手のひらサイズに高機能を詰め込んだスマートフォンが全盛の携帯電話だが、その歴史を語る際に無視できないのが、1985年に発売された車載・携帯兼用型自動車電話「ショルダーホン」だ。重さ約3キロ、文字通り肩から下げて持ち運ぶ。このプロジェクトに当時課長だった加藤薫社長とともに、係長として携わった。87年に発売した日本初の携帯電話の開発も担当し、携帯の黎明(れいめい)期を支えた自負が、その後の仕事ぶりに影響を与えたという。
「多くのパートナーと連携を進め、他の人のアイデアをしっかり聞いたことが技術革新につながった。
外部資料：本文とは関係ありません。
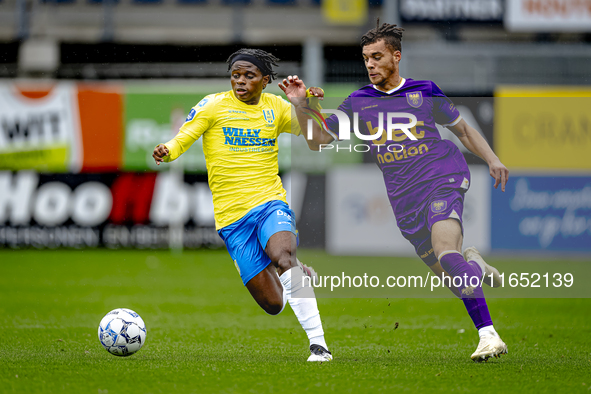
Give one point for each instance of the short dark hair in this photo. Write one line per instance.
(391, 34)
(267, 59)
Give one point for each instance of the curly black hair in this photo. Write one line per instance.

この時と同じ考え方で他の業務もこなしてきた」と振り返る。
技術系だが、法人営業や経営企画、業務改革など幅広い業務も経験。直近は加藤社長の右腕の副社長として効率化によるコスト削減に取り組み、業績回復の一翼を担った。加藤氏は「経験豊富で人柄は実直。ドコモを引っ張っていってくれることは間違いない」と全幅の信頼を寄せる。
足元の業績は好調だが、屋台骨である国内通信事業がいつまでも堅調とはかぎらない。加藤氏が新規事業やコンテンツサービスなどの「スマートライフ領域」に注力したように、複数の収益源を育てる必要に迫られており、経営のかじ取りは複雑さを増している。
しかし、気負いはない。ドコモは「営業利益8200億円以上」など2018年3月期の中期目標の数値を、17年3月期に前倒し達成する業績予想を打ち出しており、「まずはこれを実現したい」と話す。